Del relato biográfico al puramente ficcionado, Martin Provost siempre ha enarbolado su cine en torno a universos femeninos. Una particularidad que se extiende a su nuevo trabajo, pero que bien podría no hacerlo en esta Dos mujeres —traducción del original, Sage femme, o partera, que sería su translación al castellano—. Y es que si algo caracteriza el trabajo desarrollado por el cineasta francés en su último film es el hecho de trasladarnos a una crónica perfectamente universal, tratando así a sus personajes con una sensibilidad especial no tanto por su género como por una condición que se establece como piedra angular de un trabajo donde sí destacan sus aportaciones en clave femenina, con Catherine Frot y Catherine Deneuve como absolutas protagonistas.
El autor de Seraphine nos presenta en Dos mujeres a Claire, una partera que posee absoluta devoción por su trabajo y se deleita con placeres mundanos como cuidar su huerto, donde conocerá a Paul, con el que entablará una relación a posteriori, y en el que su hijo Simon le revelará estar esperando un hijo; y a Béatrice, jugadora, bebedora y fumadora empedernida cuyo estilo de vida no sólo choca con el de Claire, sino también con el diagnóstico que se le ha realizado de un cáncer, que debería apartarla de todos esos vicios. Dos mujeres, como decía, de visiones aparentemente opuestas, que se unirán en un escenario del que el espectador irá desgranando poco a poco los distintos elementos que lo componen, y que llevarán a forjar un vínculo necesario al manifestar un contraste que sin embargo se diluye en una identificación enlazada con sus nexos maternos. Un tema al que Provost hace alusión cada vez que se nombra a la madre de Claire, y se desliza una nula relación quizá propiciada por otros aspectos, pero sin duda fortalecida en una desafección en la que se refleja a la perfección Béatrice, que encontrará de ese modo en Claire el único resquicio en que apoyarse ante un tramo final del periplo vital que no quiere abandonar; ante todo, pues, Béatrice es una niña atrapada en el cuerpo de una mujer, algo que deja entrever en su comportamiento caprichoso, y que irá mitigando en medida de lo que pueda la protagonista.

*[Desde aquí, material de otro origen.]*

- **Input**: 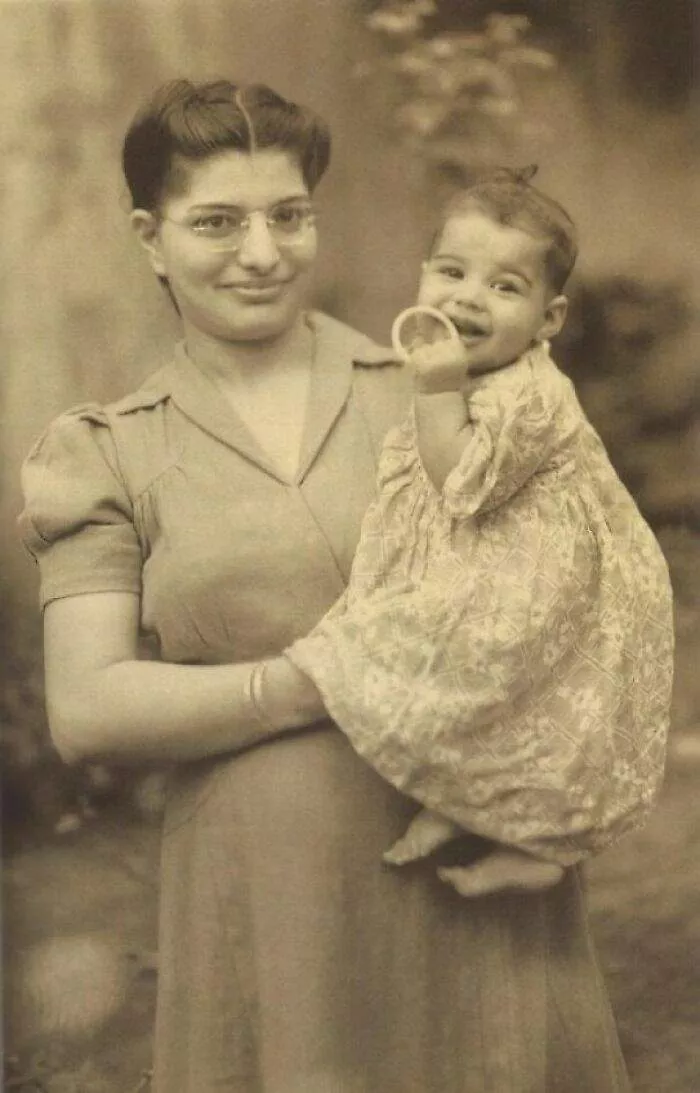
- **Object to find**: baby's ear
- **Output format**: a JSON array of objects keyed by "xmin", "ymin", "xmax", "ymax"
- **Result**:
[{"xmin": 537, "ymin": 296, "xmax": 569, "ymax": 341}]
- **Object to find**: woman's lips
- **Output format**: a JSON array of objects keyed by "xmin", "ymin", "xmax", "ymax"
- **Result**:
[{"xmin": 222, "ymin": 281, "xmax": 289, "ymax": 304}]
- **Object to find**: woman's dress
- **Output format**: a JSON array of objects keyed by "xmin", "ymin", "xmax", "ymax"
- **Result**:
[{"xmin": 22, "ymin": 315, "xmax": 628, "ymax": 1093}]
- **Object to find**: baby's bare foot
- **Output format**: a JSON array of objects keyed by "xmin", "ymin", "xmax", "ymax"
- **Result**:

Dos mujeres es, en la descripción de esos personajes, y en la consecución de sus momentos y escenas como comprensión de un todo, una cinta decididamente francesa, y es que en la forma de confabular los distintos episodios que van dando forma al esqueleto central, como los diálogos a través de los que desentrañar las relaciones que se van sucediendo entre sus personajes, que aparecen y desaparecen no sin una motivación específica, Provost compone un film que se despliega mediante sensaciones, combinando a la perfección tanto instantes íntimos —la contraposición de esa escena en que Deneuve permanece al lado del huerto y, de repente, llega Paul con su camión, es un buen ejemplo— como pequeñas explosiones que moldean a la perfección el tono. Con Dos mujeres nos encontramos, por tanto, ante un film tan pequeño como bello, que logra en esa citada intimidad componer uno de esos mosaicos en los que es tan fácil perderse, pero que ante todo descubren una direccionalidad y unos espacios que revela en el cine de Provost algo mucho mayor de lo que parece, por más que en su modestia y en lo terrenal de su relato nos encontremos con una obra a la que parece tan fácil acceder como encontrar matices que la enriquecen.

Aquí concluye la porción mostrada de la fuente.